Strona:PL Mirbeau - Pamiętnik panny służącej (1923).djvu/300

Ta strona została przepisana.

Ach, ten przedpokój taki smutny, taki ponury, zawsze taki sam!... Te dziewczęta gniotące się na ławkach... ten handel żywego mięsa ludzkiego... przygotowany na żarłoczność burżujów... ten ściek brudów, ach, i ten pęd nędzy, który rzuca nas to tu, to tam. Jesteśmy jak te rzeczy bez właściciela, jak te rozbitki wśród morza, lub jakieś szczątki po rozbitym okręcie, ustawicznie miotane przez fale...

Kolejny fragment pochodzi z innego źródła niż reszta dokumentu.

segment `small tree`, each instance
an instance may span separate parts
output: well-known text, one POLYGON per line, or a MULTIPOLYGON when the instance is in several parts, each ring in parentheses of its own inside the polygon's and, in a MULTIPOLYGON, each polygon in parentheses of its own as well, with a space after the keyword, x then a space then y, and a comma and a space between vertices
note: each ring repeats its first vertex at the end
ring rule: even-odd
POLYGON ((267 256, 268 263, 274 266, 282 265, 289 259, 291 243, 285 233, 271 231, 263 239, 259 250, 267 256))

— Jakiż ja śmieszny typ przedstawiam!... — rozmyślałam. — Pragnę rzeczy... rzeczy... niemożliwych do urzeczywistnienia i wówczas, gdy właśnie mają urzeczywistnić się, gdy mogę je otrzymać... przestaję pragnąć, nie chcę ich...
W tej mojej odmowie właśnie to usposobienie się zaznaczyło, choć również wywołało je dziecinne zachcenie upokorzenia nieco pani Paulhat-Durand... było to coś w rodzaju zemszczenia się na niej... Oto tę pogardliwą i wyniosłą osobę ośmieliłam się uznać za stręczycielkę... Żałowałam tego starego, który obecnie posiadał dla mnie wszystkie powaby czegoś nieznanego, wszystkie ponęty niedościgłego ideału... I w wyobraźni swojej stworzyłam sobie jego postać... czystego staruszka, o rękach miękich, z ładnym uśmiechem na twarzy wygolonej, różowej, wesołej i szlachetnej. Ot, tak coś w rodzaju dobrego dziecka, nie nazbyt namiętnego i nie tak maniackiego, jak pan Rabour, i pomyśleć, że byłabym mogła powodować nim, jak psiakiem...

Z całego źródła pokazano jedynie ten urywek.